At last, with a start, Marcella looked round and saw that the morning was fully there. A cold light was streaming through the curtains; the fire was still glowing; but her limbs were stiff and chilled under her shawl. She sprang up, horror descending on her. Her shaking fingers could hardly draw out the watch in her belt.

Ten minutes to eight!

For the first time the girl felt nerve and resolution fail her. She looked at Mrs. Hurd and wrung her hands. The mother was muttering and moving, but not yet fully awake; and Willie lay as before. Hardly knowing what she was doing, she drew the curtains back, as though inspiration might come with the light. The rain-clouds trailed across the common; water dripped heavily from the thatch of the cottage; and a few birds twittered from some bedraggled larches at the edge of the common. Far away, beyond and beneath those woods to the right, Widrington lay on the plain, with that high-walled stone building at its edge. She saw everything as it must now be happening as plainly as though she were bodily present there—the last meal—the pinioning—the chaplain.

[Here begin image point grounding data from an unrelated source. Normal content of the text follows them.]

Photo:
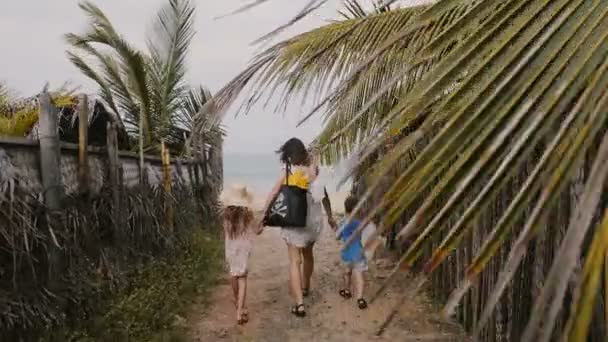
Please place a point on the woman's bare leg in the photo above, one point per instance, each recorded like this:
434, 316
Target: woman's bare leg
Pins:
295, 281
308, 265
242, 296
235, 289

Goaded by the passing seconds, she turned back at last to wake that poor sleeper behind her. But something diverted her. With a start she saw that Willie's eyes were open.

"Willie," she said, running to him, "how are you, dear? Shall I lift your head a little?"

He did not answer, though she thought he tried, and she was struck by the blueness under the eyes and nose. Hurriedly she felt his tiny feet. They were quite cold.

"Mrs. Hurd!" she cried, rousing her in haste; "dear Mrs. Hurd, come and see Willie!"

The mother sprang up bewildered, and, hurrying across the room, threw herself upon him.

"Willie, what is it ails you, dear? Tell mother! Is it your feet are so cold? But we'll rub them—we'll get you warm soon. And here's something to make you better." Marcella handed her some brandy. "Drink it, dear; drink it, sweetheart!" Her voice grew shrill.

"He can't," said Marcella. "Do not let us plague him; it is the end. Dr.
Clarke said it would come in the morning."

They hung over him, forgetting everything but him for the moment—the only moment in his little life he came first even with his mother.

There was a slight movement of the hand.

"He wants his animals," said Marcella, the tears pouring down her cheeks. She lifted them and put them on his breast, laying the cold fingers over them.

Then he tried to speak.

"Daddy!" he whispered, looking up fully at his mother; "take 'em to
Daddy!"

She fell on her knees beside him with a shriek, hiding her face, and shaking from head to foot. Marcella alone saw the slight, mysterious smile, the gradual sinking of the lids, the shudder of departing life that ran through the limbs.

A heavy sound swung through the air—a heavy repeated sound. Mrs. Hurd held up her head and listened. The church clock tolled eight. She knelt there, struck motionless by terror—by recollection.

"Oh, Jim!" she said, under her breath—"my Jim!"

The plaintive tone—as of a creature that has not even breath and strength left wherewith to chide the fate that crushes it—broke Marcella's heart. Sitting beside the dead son, she wrapt the mother in her arms, and the only words that even her wild spirit could find wherewith to sustain this woman through the moments of her husband's death were words of prayer—the old shuddering cries wherewith the human soul from the beginning has thrown itself on that awful encompassing Life whence it issued, and whither it returns.